What exactly is a codependent relationship? Codependence is formally defined as “of or pertaining to a relationship in which one person is physically or psychologically addicted … and the other person is psychologically dependent on the first in an unhealthy way”. Codependent relationships display a tendency “to behave in overly passive of excessively caretaking ways that negatively impact one’s relationships and quality of life”. These types of relationships can be characterized by any number of traits including denial, low self-esteem, excessive compliance, or control patterns.
Where does all of this enter into the patient-clinician relationship? Sadly, it is an all-too-frequent occurrence.
Tell me if any of these sound familiar:
The clinician takes on the role of the fixer. The clinician has the patient believe that they have the extra-special skills to fix the patient. “If you come to me, I will put my hands on you and fix you”, they might say (or infer). Oftentimes, clinical experience and anecdote counts far more for them than evidence. They may have you believe that they have hands that are “highly trained” to detect the slightest variations in tissue texture or the like. They gain a great deal of self esteem based on their role as guru and their “laying on of hands”.

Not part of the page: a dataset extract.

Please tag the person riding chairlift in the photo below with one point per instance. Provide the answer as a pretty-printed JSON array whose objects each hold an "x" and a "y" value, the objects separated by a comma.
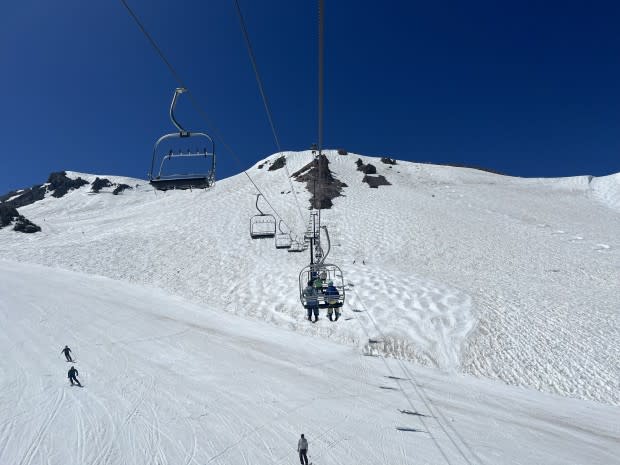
[{"x": 332, "y": 295}]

The patient takes on a passive role in their own care. They respond to the guru’s “special skills”. They want someone to solve their problem for them, and to do something on them or for them. Any kind of “treatment” that allows them to feel good is fine. They really don’t want to do anything that involves being responsible in their own self care – the more passivity, the better.
The vast majority of clinicians are of the guru mentality that utilize passive treatment techniques to “fix” patients. The passive patient gravitates towards this type of clinician, and vice versa. Both sides are psychologically dependent upon one another. They meet each others’ needs. They serve a dysfunctional, enabling role with each other. Outcome is not as important as dependency, control, self-image, and passivity. Health care as a whole suffers.
It is time for an intervention.
This codependency intervention needs to focus on the dynamics of each of the participants. Roles need to change. Both patient and clinician need to become more outcome-, evidence-, and self-care-driven. Interminable passive treatments need to become unacceptable to both patients and clinicians. Evidence needs to be the foundation for optimal outcomes, not just anecdote of patient successes which could be as much placebo or tincture of time as anything else.
But much like any addiction, it all begins with a choice: to change, or not.
In the meantime, we will watch this enabling behavior run rampant in our health care system. And we will watch it cost us billions of dollars in the process.
Note: Many thanks to physical therapist (and fellow McKenzie Diplomat) Curt Rickert, who participated in an informal discussion with me that provided the inspiration for this post.